1. Worthen also asks that we rely on Wilkinson v. Dotson, 544 U.S. 74 (2005), in which the Supreme Court held that prisoners may challenge the constitutionality of state parole procedures under 42 U.S.C. § 1983. 544 U.S. at 76. This case does not affect our analysis of Worthen's claims because he has not filed a § 1983 claim.
2. Worthen had a liberty interest in credits already earned. See Waldon v. Evans, 861 P.2d 311, 313 (Okla. Crim. App. 1993). The DOC did not take away credits Worthen was erroneously allowed to earn prior to the application of DOC policy.

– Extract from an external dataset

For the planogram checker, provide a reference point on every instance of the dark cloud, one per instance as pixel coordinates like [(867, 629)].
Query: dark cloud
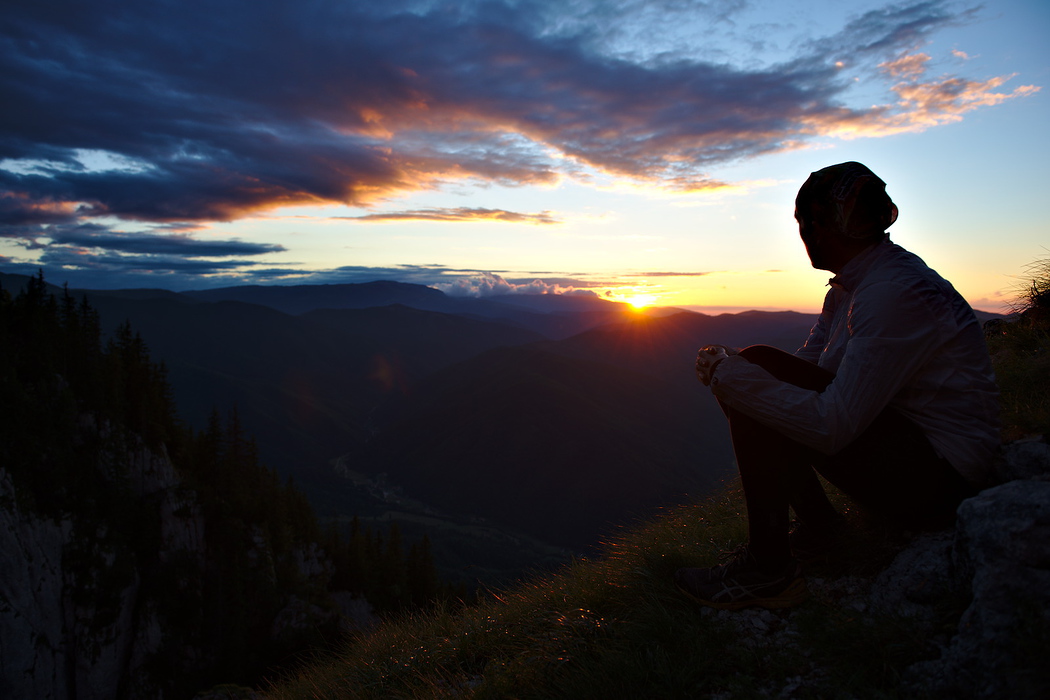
[(457, 214), (232, 107), (174, 112), (144, 244)]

3. Worthen suggests that Wilson v. Jones, 430 F.3d 1113 (10th Cir. 2005) and Branham v. Workman, 2006 WL 950656 (10th Cir. Apr. 13, 2006) (unpublished), point to a different outcome. We disagree. In Wilson, we held a misconduct violation that reduced a prisoner's credit level in a way which inevitably affected the duration of his sentence deprived the inmate of a liberty interest and therefore violated the due process clause. Wilson provides Worthen no succor because, as noted above, Worthen's misconduct violation cannot affect the duration of his life sentence. Branham is also unhelpful to Worthen. In that unpublished case, we held that an inmate could not prevail on a due process claim for good time credits when the inmate was never entitled to receive the credits in the first place. The same could be said of Worthen's right to earn future credits--he was not entitled to earn the credits he has and certainly is not entitled to earn any more under DOC policy.